On Tue, Apr 1, 2014 at 2:50 PM, Cary Coutant <ccoutant@google.com> wrote:
> Those test cases use a linker script with a SECTIONS clause and no
> PHDRS clause. In this case, gold runs define_standard_symbols before
> any segments have been created at all. As a result, all the standard
> symbols that get added are added as constants, and that failed my
> assert in set_output_segment(). I can relax that assert, but I've got
> to wonder if we're doing the right thing here with any of the other
> standard symbols -- it seems to me they'll all get set incorrectly.

Certainly worth worrying about.  I've definitely seen cases in the past
where gold did not implement linker script semantics properly.
(https://sourceware.org/bugzilla/show_bug.cgi?id=13163 comes to mind.)

> In ld/testsuite, the ehdr_start_missing.t script attempts to construct
> a situation where the first load segment cannot contain the headers by
> setting the text section start address to 0x10000000. That doesn't
> work! (At least, not in gold.) Gold will happily place the headers at
> 0x10000000, and place the text section immediately after that. I'm not
> sure if this is a bug or a feature. I think this is a known difference
> between the two linkers that has been discussed before.

It's a bug.  The linker script said where the .text section should be, and
you placed the .text section someplace else.  I was not aware of this
particular "difference" before.  It feels similar to two issues I am aware
of:

* gold's -Ttext=x means -Ttext-segment=x, whereas -Ttext=x is supposed to
  mean --section-start=.text=x and that (like the linker script case above)
  does not give the linker license to actually place .text at x+SIZEOF_HEADERS.
* https://sourceware.org/bugzilla/show_bug.cgi?id=13163c#5 points out out a
  case where assignment of . to a constant means something different in
  gold (I think it acts as relative to some section rather than absolute,
  but I no longer recall the exact details).

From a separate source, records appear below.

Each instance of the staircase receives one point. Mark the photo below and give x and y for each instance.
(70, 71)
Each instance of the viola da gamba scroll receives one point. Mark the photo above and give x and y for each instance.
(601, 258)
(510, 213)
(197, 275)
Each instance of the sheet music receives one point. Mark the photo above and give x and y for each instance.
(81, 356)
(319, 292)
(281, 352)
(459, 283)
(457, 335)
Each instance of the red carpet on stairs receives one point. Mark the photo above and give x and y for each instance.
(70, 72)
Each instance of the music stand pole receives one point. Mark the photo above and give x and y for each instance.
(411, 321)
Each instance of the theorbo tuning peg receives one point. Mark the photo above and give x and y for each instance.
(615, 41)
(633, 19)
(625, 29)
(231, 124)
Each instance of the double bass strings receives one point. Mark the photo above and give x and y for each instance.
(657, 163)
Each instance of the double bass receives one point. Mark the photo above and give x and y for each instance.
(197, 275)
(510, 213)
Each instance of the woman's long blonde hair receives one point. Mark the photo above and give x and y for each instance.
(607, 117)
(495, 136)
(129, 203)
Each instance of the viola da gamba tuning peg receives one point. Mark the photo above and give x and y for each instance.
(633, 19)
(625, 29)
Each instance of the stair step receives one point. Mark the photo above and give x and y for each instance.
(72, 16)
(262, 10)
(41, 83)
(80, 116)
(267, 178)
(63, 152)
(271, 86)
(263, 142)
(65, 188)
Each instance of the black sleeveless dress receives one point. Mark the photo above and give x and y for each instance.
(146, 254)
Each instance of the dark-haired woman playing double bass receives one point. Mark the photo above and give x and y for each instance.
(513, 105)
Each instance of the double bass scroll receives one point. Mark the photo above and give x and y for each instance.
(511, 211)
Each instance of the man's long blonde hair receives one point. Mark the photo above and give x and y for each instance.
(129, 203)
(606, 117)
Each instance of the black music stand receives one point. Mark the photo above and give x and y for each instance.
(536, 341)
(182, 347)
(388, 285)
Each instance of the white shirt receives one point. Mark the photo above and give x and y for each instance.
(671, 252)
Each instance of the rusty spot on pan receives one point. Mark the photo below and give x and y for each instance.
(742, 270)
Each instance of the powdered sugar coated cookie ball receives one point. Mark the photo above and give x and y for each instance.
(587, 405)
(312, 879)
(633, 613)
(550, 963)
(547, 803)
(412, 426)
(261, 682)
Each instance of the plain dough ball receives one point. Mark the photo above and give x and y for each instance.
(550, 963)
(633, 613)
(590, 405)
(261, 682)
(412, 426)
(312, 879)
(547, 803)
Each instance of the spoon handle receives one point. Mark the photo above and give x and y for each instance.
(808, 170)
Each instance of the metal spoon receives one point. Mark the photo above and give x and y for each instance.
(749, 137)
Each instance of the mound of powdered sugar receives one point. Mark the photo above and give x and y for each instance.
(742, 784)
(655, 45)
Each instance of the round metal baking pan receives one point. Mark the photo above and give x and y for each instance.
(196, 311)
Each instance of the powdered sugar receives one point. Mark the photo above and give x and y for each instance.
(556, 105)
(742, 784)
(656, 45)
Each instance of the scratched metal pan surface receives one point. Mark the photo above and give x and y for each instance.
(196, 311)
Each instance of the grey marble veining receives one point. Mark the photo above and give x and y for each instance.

> The only way to keep the headers out of the first load segment is to
> set the text segment at an address that is not a multiple of the page
> size. For example, if I run with -Ttext=0x1000100, I'll get the
> expected undefined reference error.

That's a fine thing to test, too.  For gold it certainly makes sense to
exercise cases without linker scripts, since the internal logic is so
different for with vs without.  But getting that case right is not really
sufficient to declare __ehdr_start properly supported.

> Unfortunately, even if the reference is weak, we always get an error.
> By defining the symbol early, it's overriding the symbol's binding
> with STB_GLOBAL, so by the time we try to apply the relocation, we've
> lost track of the weak binding.

That's certainly a bug.  I don't know how to address it.  I had hoped that
the 'only_if_ref' flag would have the semantics that if there was another
definition, none of the symbol details in the call would modify it.  But I
can imagine why it's not like that.

The -shared case working right without trying to generate a dynamic reloc
is sufficient for gold to pass glibc's configure check for __ehdr_start
support and for __ehdr_start as used in ld.so to be correct.  So perhaps
what you've got now is enough better to be worth putting in.

The other corner cases are of some interest to me, but I don't think
anything I'm actually planning to do will wind up exercising them.